Personality was an aspect that was very affected . There was less spontaneity, less self-care and less self-control. The capacity to take initiative was reduced and there was less inhibition in the face of pleasant stimuli. Inertia was another of the most common effects in people who were lobotomized.

As mentioned above, the frontal lobe was involved, which is in charge of executive functions. Therefore, it was normal to see that capacities such as planning, working memory, attention and others were also diminished . There was also an effect on social cognition, with some being unable to put themselves in the place of others because of this.

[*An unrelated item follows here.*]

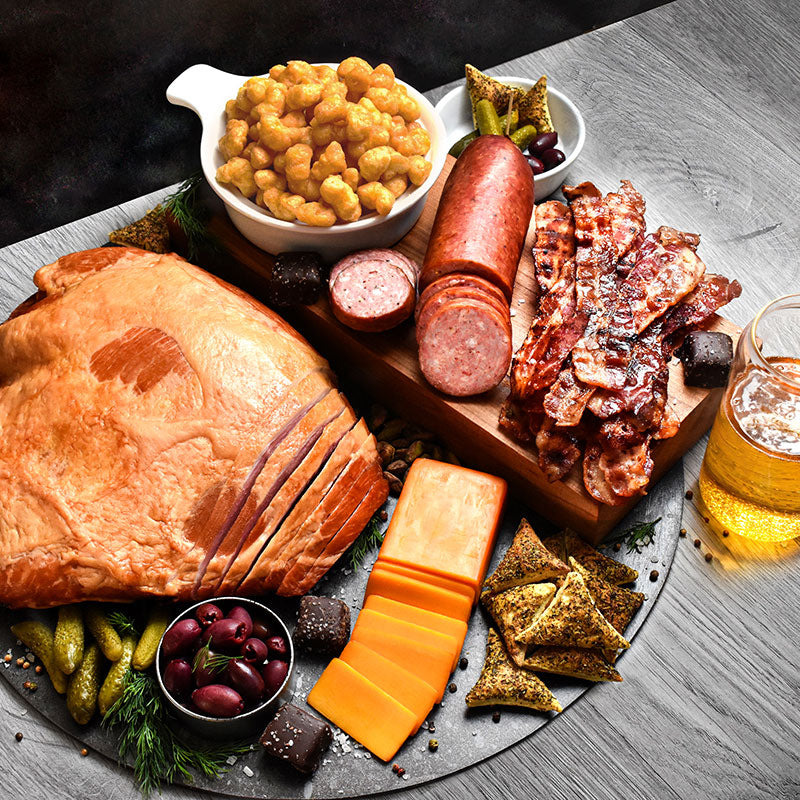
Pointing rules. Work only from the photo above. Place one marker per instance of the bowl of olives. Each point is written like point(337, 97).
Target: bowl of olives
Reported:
point(225, 665)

The “remedy” calmed the patients, causing their activation to decrease, but not because the disorder had magically disappeared, but rather because they had been turned into zombies. To make matters worse, many patients began to suffer convulsions after being operated on , supporting the famous saying that “the cure is worse than the disease”.

However, the most clearly serious effect was death. According to some sources, one in three patients did not survive this type of intervention , despite its short duration. There were also multiple cases of lobotomized persons who ended up committing suicide because of it.

Bibliographic references:

  • Cosgrove, G. Rees; Rauch, Scott L. (1995). “Psychosurgery. Neurosurgery Clinics of North America.
  • Cooper, Rachel (2014). On deciding to have a lobotomy: either lobotomies were justified or decisions under risk should not always seek to maximise expected utility. Medicine, Health Care and Philosophy. 17(1):143 – 154.